ECLI:NL:RBOVE:2024:3199

Rechtbank Overijssel

Datum uitspraak
19 juni 2024
Publicatiedatum
19 juni 2024
Zaaknummer
C/08/304465 / HA ZA 23-405
Instantie
Rechtbank Overijssel
Type
Uitspraak
Rechtsgebied
Civiel recht
Procedures
  • Eerste aanleg - enkelvoudig
Rechters
Vindplaatsen
  • Rechtspraak.nl
AI samenvatting door LexboostAutomatisch gegenereerd

Vordering tot ontruiming en verkoop van een woning in het kader van een nalatenschap tussen broers en zussen

In deze zaak zijn [partij A], [partij B], [verweerster 1] en [verweerster 2] broers en zussen die gezamenlijk de erfgenamen zijn van hun overleden moeder. De nalatenschap omvat onder andere een woning, waar [partij B] momenteel woont. [partij A] heeft in conventie gevorderd dat [partij B] de woning ontruimt, meewerkt aan de verkoop en levering van de woning, en indien nodig, machtiging krijgt om de woning te verkopen. De rechtbank heeft geoordeeld dat de vorderingen van [partij A] toewijsbaar zijn, aangezien alle partijen het erover eens zijn dat de woning verkocht moet worden. [partij B] heeft erkend dat hij niet in staat is om de woning op korte termijn te onderhouden, wat de verkoop bemoeilijkt. De rechtbank heeft een ontruimingstermijn van drie maanden vastgesteld, zodat [partij B] de tijd heeft om een andere woning te vinden.

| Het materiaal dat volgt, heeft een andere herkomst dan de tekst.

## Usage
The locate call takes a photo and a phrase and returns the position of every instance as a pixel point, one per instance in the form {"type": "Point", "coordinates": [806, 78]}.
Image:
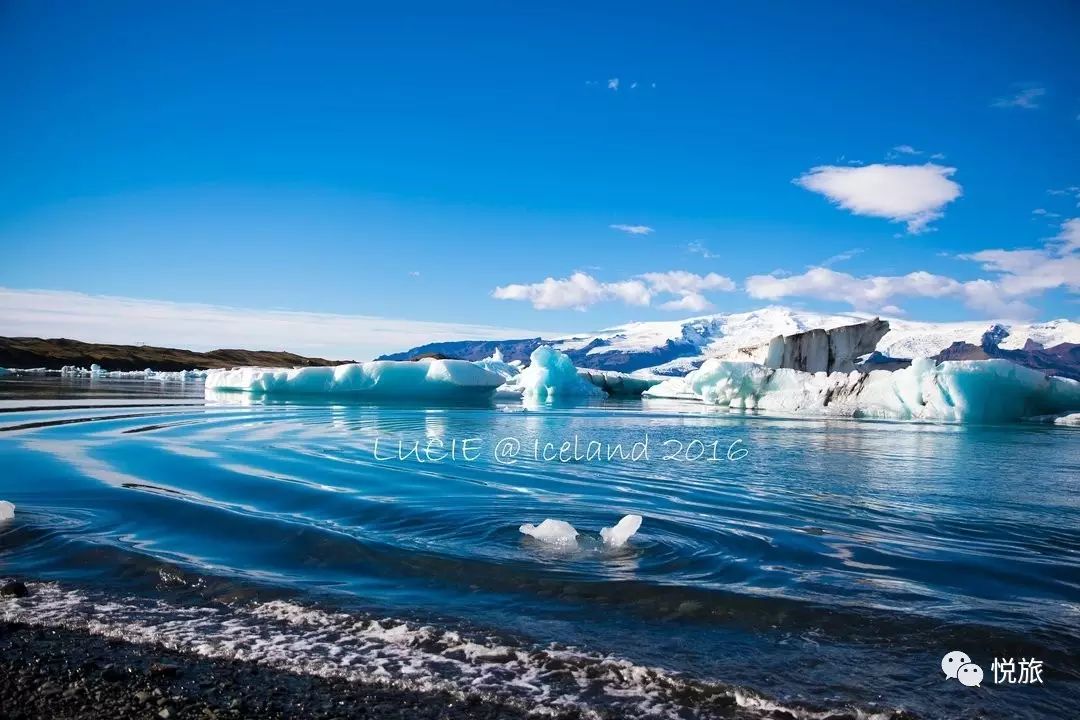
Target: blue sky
{"type": "Point", "coordinates": [407, 161]}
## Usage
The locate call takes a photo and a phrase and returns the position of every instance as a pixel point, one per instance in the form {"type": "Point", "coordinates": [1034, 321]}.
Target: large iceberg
{"type": "Point", "coordinates": [968, 391]}
{"type": "Point", "coordinates": [426, 379]}
{"type": "Point", "coordinates": [619, 383]}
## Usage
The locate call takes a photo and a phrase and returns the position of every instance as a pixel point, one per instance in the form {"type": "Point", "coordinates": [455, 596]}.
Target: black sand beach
{"type": "Point", "coordinates": [63, 674]}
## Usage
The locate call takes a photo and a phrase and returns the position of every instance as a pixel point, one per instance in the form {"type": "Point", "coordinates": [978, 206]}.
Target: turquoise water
{"type": "Point", "coordinates": [823, 566]}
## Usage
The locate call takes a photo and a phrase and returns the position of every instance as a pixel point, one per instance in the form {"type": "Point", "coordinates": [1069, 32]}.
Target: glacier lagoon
{"type": "Point", "coordinates": [825, 571]}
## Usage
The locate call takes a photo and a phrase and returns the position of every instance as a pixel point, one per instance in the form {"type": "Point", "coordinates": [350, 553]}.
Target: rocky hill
{"type": "Point", "coordinates": [57, 352]}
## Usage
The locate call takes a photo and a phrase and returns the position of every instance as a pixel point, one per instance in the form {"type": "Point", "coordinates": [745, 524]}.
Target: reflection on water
{"type": "Point", "coordinates": [831, 565]}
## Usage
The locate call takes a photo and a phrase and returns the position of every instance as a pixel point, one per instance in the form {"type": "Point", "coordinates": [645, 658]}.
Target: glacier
{"type": "Point", "coordinates": [674, 348]}
{"type": "Point", "coordinates": [426, 379]}
{"type": "Point", "coordinates": [958, 391]}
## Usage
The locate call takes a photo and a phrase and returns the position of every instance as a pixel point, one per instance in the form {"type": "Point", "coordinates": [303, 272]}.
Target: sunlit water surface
{"type": "Point", "coordinates": [821, 566]}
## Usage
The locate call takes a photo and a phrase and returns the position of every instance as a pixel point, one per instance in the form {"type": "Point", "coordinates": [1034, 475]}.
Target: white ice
{"type": "Point", "coordinates": [397, 379]}
{"type": "Point", "coordinates": [618, 535]}
{"type": "Point", "coordinates": [498, 365]}
{"type": "Point", "coordinates": [966, 391]}
{"type": "Point", "coordinates": [555, 532]}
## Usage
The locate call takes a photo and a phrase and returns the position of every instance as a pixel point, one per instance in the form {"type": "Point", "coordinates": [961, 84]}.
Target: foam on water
{"type": "Point", "coordinates": [395, 653]}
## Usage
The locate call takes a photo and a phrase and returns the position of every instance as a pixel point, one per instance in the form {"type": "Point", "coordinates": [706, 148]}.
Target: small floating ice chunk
{"type": "Point", "coordinates": [618, 535]}
{"type": "Point", "coordinates": [551, 375]}
{"type": "Point", "coordinates": [556, 532]}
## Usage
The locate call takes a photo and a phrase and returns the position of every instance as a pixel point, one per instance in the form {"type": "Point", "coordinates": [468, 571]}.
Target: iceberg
{"type": "Point", "coordinates": [555, 532]}
{"type": "Point", "coordinates": [499, 366]}
{"type": "Point", "coordinates": [960, 391]}
{"type": "Point", "coordinates": [619, 383]}
{"type": "Point", "coordinates": [551, 376]}
{"type": "Point", "coordinates": [426, 379]}
{"type": "Point", "coordinates": [618, 535]}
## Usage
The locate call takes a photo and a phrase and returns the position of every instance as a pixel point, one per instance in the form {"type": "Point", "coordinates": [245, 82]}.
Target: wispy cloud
{"type": "Point", "coordinates": [913, 194]}
{"type": "Point", "coordinates": [633, 229]}
{"type": "Point", "coordinates": [129, 321]}
{"type": "Point", "coordinates": [839, 257]}
{"type": "Point", "coordinates": [581, 290]}
{"type": "Point", "coordinates": [698, 247]}
{"type": "Point", "coordinates": [1026, 97]}
{"type": "Point", "coordinates": [912, 151]}
{"type": "Point", "coordinates": [1017, 275]}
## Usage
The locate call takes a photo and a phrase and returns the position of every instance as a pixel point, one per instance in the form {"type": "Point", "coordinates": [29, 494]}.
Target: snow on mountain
{"type": "Point", "coordinates": [678, 347]}
{"type": "Point", "coordinates": [719, 335]}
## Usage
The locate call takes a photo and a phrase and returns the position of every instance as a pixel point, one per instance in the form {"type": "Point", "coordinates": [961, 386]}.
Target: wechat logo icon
{"type": "Point", "coordinates": [957, 666]}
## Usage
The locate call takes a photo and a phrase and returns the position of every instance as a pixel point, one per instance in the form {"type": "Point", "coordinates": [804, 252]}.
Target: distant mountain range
{"type": "Point", "coordinates": [57, 352]}
{"type": "Point", "coordinates": [677, 347]}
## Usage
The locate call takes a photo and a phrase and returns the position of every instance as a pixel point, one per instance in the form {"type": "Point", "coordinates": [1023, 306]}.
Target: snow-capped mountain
{"type": "Point", "coordinates": [677, 347]}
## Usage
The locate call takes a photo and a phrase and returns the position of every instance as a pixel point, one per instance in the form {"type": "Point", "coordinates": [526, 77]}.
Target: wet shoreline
{"type": "Point", "coordinates": [61, 673]}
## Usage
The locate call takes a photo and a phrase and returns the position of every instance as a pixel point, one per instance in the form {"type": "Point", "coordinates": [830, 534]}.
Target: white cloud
{"type": "Point", "coordinates": [129, 321]}
{"type": "Point", "coordinates": [915, 194]}
{"type": "Point", "coordinates": [577, 291]}
{"type": "Point", "coordinates": [680, 282]}
{"type": "Point", "coordinates": [633, 229]}
{"type": "Point", "coordinates": [1025, 97]}
{"type": "Point", "coordinates": [698, 247]}
{"type": "Point", "coordinates": [840, 257]}
{"type": "Point", "coordinates": [580, 290]}
{"type": "Point", "coordinates": [1018, 274]}
{"type": "Point", "coordinates": [1070, 234]}
{"type": "Point", "coordinates": [690, 302]}
{"type": "Point", "coordinates": [906, 150]}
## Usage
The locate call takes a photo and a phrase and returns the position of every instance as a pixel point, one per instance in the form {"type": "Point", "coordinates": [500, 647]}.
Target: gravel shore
{"type": "Point", "coordinates": [62, 674]}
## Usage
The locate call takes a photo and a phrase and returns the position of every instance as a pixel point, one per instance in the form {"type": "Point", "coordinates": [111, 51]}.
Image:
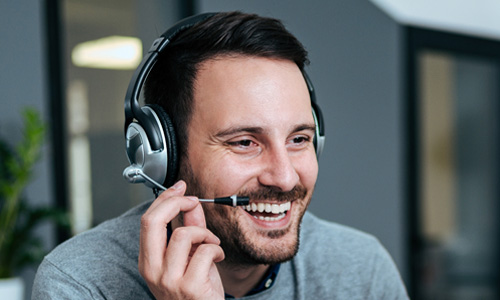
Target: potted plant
{"type": "Point", "coordinates": [19, 246]}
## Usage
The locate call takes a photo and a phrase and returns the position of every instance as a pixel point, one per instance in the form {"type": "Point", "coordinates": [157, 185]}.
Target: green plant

In reconventie heeft [partij B] gevorderd dat [partij A] bepaalde documenten aan hem ter beschikking stelt. De rechtbank heeft geoordeeld dat [partij B] geen gerechtvaardigd belang heeft bij de nog niet overgelegde bankafschriften en dat de inboedelzaken niet vaststaan als onderdeel van de nalatenschap. Daarom zijn de vorderingen van [partij B] afgewezen. De rechtbank heeft de proceskosten tussen partijen gecompenseerd, zodat iedere partij de eigen kosten draagt.

Uitspraak

RECHTBANK Overijssel

Civiel recht
Zittingsplaats Almelo
Zaaknummer: C/08/304465 / HA ZA 23-405
Vonnis van 19 juni 2024
in de zaak van
[partij A],
te [woonplaats 1],
eisende partij in conventie,
verwerende partij in reconventie,
hierna te noemen: [partij A],
advocaat: mr. K. Dijks-Bouwknegt,
tegen
[partij B],
te [woonplaats 2],
gedaagde partij in conventie,
eisende partij in reconventie,
hierna te noemen: [partij B],
advocaat: mr. M.A. Schuring,
en opgeroepen op grond van artikel 118 van het Wetboek van Burgerlijke Rechtsvordering (Rv):
[verweerster 1],
te [woonplaats 3],
hierna te noemen: [verweerster 1],
niet verschenen,
[verweerster 2],
te [woonplaats 4],
hierna te noemen: [verweerster 2],
niet verschenen.

1.Samenvatting

1.1.
[partij A], [partij B], [verweerster 1] en [verweerster 2] zijn broers en zussen. De moeder van [partij A], [partij B], [verweerster 1] en [verweerster 2] is overleden en zij zijn gezamenlijk haar erfgenamen. De nalatenschap van de moeder omvat onder andere een woning, waar [partij B] op dit moment nog in woont. [partij A] vordert in conventie onder meer ontruiming van de woning, medewerking van [partij B] aan de verkoop en levering van de woning en – indien [partij B] zijn medewerking niet verleent – een machtiging om de woning te verkopen.
1.2.
Deze vorderingen worden toegewezen. Partijen zijn het er namelijk over eens dat de woning verkocht moet worden. Daarnaast is het voor partijen belangrijk dat de woning in een zo gunstig mogelijke staat te koop wordt aangeboden en [partij B] heeft erkend dat het hem niet lukt om (op korte termijn) herstel en onderhoud aan de woning uit te voeren. De rechtbank wijst een ontruimingstermijn van drie maanden toe, zodat [partij B] de tijd heeft om een andere woning te zoeken.
1.3.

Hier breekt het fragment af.